しかも、どれくらい歩くのかもわからない。
僕の予想では内海駅から内海海岸に出るくらい(ほんの少し歩くだけ)だと思っていたのだ。
(二)
名古屋から名鉄急行に乗った。
富貴という駅から河和に向かう線と内海に向かう線とに分岐し、野間は内海の一つ前の駅だった。
駅の周りは田畑で商店街は勿論、民家も無い。
野間海岸は知多半島の西側である。
太陽の方向から見て、西南に方向項を定め、僕は歩き出した。
しかし、前方には山が連なっているではないか。
15分ほど歩いただろうか、何処かの会社の駐車場に入るところに立っていたおじさんを見つけ、道を訊ねた。
歩いていて初めて会った人である
(三)
「海岸は、あの山の向こうだよ。」
おじさんはそう言った後、山に入ると迷うだろうからと、少し遠回りだけれど、平坦な道を教えてくれた。
そして彼は、
「そうだなぁ。
歩くと40分くらいはかかるかなあ。」
とも言ったのだ。
(四)
どうしよう。
折角、ここまで来たんだし、風の無い穏やかな日なんだから、やはり行くべきだろうな。
僕は歩き出した。
既に汗は滲んできていた。
僕は上着を脱ぎ、鞄と一緒に手に持って歩いた。
やがて、道は海岸沿いに走る車道に出た。
僕は車道を離れて海岸の堤防に行った。
しかし、1度現れた海岸は途中で切れていて、再び車道に出ざるを得なかったのだ。
しばらく歩くと、オートバイに跨がってヘルメットを被ろうとしているおじさんがいたので、灯台は何処かと訊いてみた。
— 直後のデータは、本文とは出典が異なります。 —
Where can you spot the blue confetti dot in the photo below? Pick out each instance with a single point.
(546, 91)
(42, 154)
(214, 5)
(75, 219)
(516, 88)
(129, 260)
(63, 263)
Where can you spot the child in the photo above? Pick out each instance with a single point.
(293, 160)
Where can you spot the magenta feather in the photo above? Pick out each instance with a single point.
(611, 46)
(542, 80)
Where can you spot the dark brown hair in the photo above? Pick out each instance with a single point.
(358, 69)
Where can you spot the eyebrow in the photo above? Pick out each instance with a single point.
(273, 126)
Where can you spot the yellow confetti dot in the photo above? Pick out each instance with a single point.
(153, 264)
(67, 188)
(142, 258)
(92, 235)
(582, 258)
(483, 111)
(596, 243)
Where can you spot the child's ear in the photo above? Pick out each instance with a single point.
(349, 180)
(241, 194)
「前の建物に隠れて見えないけど、1?くらい先かな。」
と、ヘルメットのベルトを締めながら、おじさんは言った。
10分余りだな。
僕は車道の横に引かれた白線の内側を歩き、そして僕は念願の野間灯台に辿り着くことが出来たのである。
電車を降りて1時間が経っていた。
(五)
野間灯台は、岩場の中に立っていたという記憶だったが、岩場は少しだけで、周囲もそんなに広くない砂浜で、僕の記憶なんて当てにならないなぁと思った。
僕は写真と動画を撮った。
帰りも、やはり1時間ほどかかってしまったが、やわらかな日差しの中を歩けたので、結構、満足したウォーキングを楽しむことが出来た僕であった。